Fast forward

In the “hourglass” model of our food system, a smaller and smaller number of bigger and bigger companies control most of what we eat.

Two weeks ago, the first week of the COVID-19 ramp-down of so many of the systems that keep our modern world functioning, was our best sales week ever at our little local food co-op. Until last week.

Last week was even better. For the first time since we opened our storefront five and a half years ago, we met the sales goal that marks our break-even point. If we could average this level of sales year-round, we’d be solvent.

A month ago we weren’t thinking about solvency. We were thinking about survival, and wondering whether we could raise enough money to keep the doors open for a few months longer while we made one more attempt to get out of the financial hole we keep sliding into as long as our expenses – already pared pretty close to the bone – keep outweighing our revenue.

That we’re now in so much stronger a position is not just due to COVID-19 panic-buying, or even to the many newcomers to the store who seem to be seeking out smaller-scale alternatives to big supermarkets in this uncertain moment. We’re still in business and able to re-stock our nearly-empty shelves because close to a hundred members and other supporters donated money to an emergency fundraising campaign and our board re-committed to continuing to raise a realistic level of funds to offset our projected sales shortfalls.

Ironically, though, the timing of all this couldn’t have been better. Our newly-restocked shelves skew heavily toward the locally-sourced items that our inventory is centered around. Just as more people are looking for sustenance from closer to home, we’re able to provide it.

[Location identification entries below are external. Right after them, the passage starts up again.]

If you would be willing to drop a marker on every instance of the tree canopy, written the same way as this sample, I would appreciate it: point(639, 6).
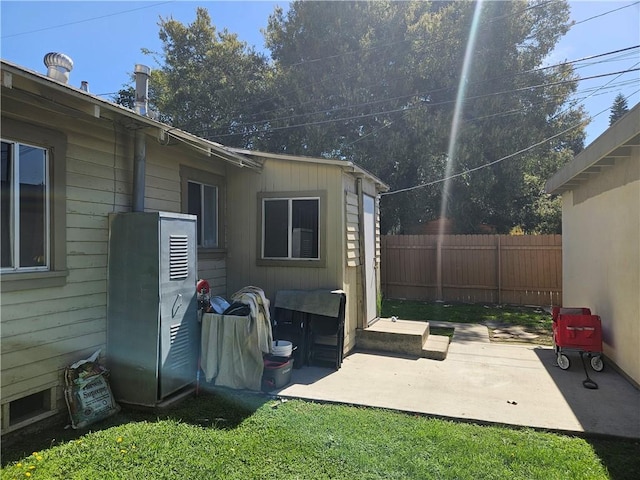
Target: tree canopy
point(618, 109)
point(380, 83)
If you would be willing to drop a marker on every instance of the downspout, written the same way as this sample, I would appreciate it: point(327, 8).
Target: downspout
point(142, 74)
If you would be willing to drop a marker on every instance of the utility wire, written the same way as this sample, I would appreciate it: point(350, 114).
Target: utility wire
point(413, 107)
point(84, 20)
point(605, 13)
point(427, 93)
point(383, 59)
point(519, 152)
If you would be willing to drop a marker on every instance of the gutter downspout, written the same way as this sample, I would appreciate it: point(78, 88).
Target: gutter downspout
point(142, 74)
point(139, 164)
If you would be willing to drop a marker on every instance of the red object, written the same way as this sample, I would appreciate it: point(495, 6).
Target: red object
point(579, 330)
point(202, 287)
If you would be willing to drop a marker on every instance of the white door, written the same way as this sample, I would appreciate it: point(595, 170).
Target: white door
point(369, 232)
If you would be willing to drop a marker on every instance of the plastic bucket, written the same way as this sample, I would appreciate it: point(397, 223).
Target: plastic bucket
point(281, 348)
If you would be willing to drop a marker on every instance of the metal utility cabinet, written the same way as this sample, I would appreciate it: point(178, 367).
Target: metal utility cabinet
point(152, 326)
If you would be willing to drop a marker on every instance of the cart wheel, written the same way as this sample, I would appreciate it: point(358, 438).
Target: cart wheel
point(563, 361)
point(596, 363)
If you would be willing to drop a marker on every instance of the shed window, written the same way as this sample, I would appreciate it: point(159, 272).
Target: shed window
point(291, 228)
point(24, 208)
point(203, 202)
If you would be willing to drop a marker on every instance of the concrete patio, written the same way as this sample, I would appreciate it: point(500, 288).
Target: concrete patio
point(483, 382)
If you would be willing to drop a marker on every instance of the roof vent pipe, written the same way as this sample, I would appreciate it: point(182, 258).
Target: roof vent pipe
point(142, 73)
point(58, 66)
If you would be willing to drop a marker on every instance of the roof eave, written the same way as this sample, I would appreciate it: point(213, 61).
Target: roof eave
point(207, 146)
point(616, 142)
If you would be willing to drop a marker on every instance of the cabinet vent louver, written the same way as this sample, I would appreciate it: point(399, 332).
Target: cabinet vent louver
point(178, 257)
point(179, 351)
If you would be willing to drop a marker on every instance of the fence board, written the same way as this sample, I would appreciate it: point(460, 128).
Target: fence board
point(523, 270)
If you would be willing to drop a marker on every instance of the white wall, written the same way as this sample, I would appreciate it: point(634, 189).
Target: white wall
point(601, 257)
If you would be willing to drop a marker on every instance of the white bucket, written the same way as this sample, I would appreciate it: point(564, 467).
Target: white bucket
point(281, 348)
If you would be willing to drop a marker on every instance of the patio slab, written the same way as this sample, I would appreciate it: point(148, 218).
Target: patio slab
point(484, 382)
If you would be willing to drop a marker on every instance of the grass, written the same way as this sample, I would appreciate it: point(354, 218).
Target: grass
point(532, 319)
point(234, 437)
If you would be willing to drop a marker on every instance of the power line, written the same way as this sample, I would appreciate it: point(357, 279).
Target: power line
point(605, 13)
point(519, 152)
point(426, 93)
point(414, 107)
point(85, 20)
point(382, 59)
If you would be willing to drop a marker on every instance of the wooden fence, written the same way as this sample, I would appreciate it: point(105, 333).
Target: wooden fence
point(503, 269)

All this has got me thinking about timelines and trajectories in our food system. For the past hundred years, supermarkets have seemed like the future. They’ve gotten larger and larger, with longer hours and huge footprints, merging with existing megastores to create “hypermarkets” and moving online with the promise of groceries magically delivered to your door with just a touch of your phone screen.

Little food stores with limited stock and shorter supply chains have seemed like the past, unable to offer one-stop convenience or to match the prices enabled by businesses that operate on a gigantic scale. But nearly anyone involved in the leadership of a food co-op shares the sense that we’re actually building something for an increasingly uncertain future, not trying to replicate some bucolic moment from a small-town past.

The giant supermarket chains are currently fighting hard to keep their lion’s share of the market and to support the perception that they represent a shiny and sustainable future. But anyone who looks at a map of where our food comes from knows that this isn’t truly sustainable. It’s all eventually trending toward a smaller and smaller number of bigger and bigger companies controlling more and more of the food system. That’s incredibly short-sighted, and when we hit a moment of crisis, as we’re doing now, more and more people seem to recognize that, and to be seeking out alternatives.

For the past couple of weeks, it’s felt as though we’ve actually fast-forwarded into the future that we’ve been building toward at our co-op. There are still lots of ways that COVID-19 could have a much more negative impact on our business and our community, and we’re trying to think ahead about those as best we can. But in the short term, we’re catching our breath as our cash flow approaches something close to adequate and pondering the strangeness of having put something in place before we truly needed it, so that now when we do, it’s already here.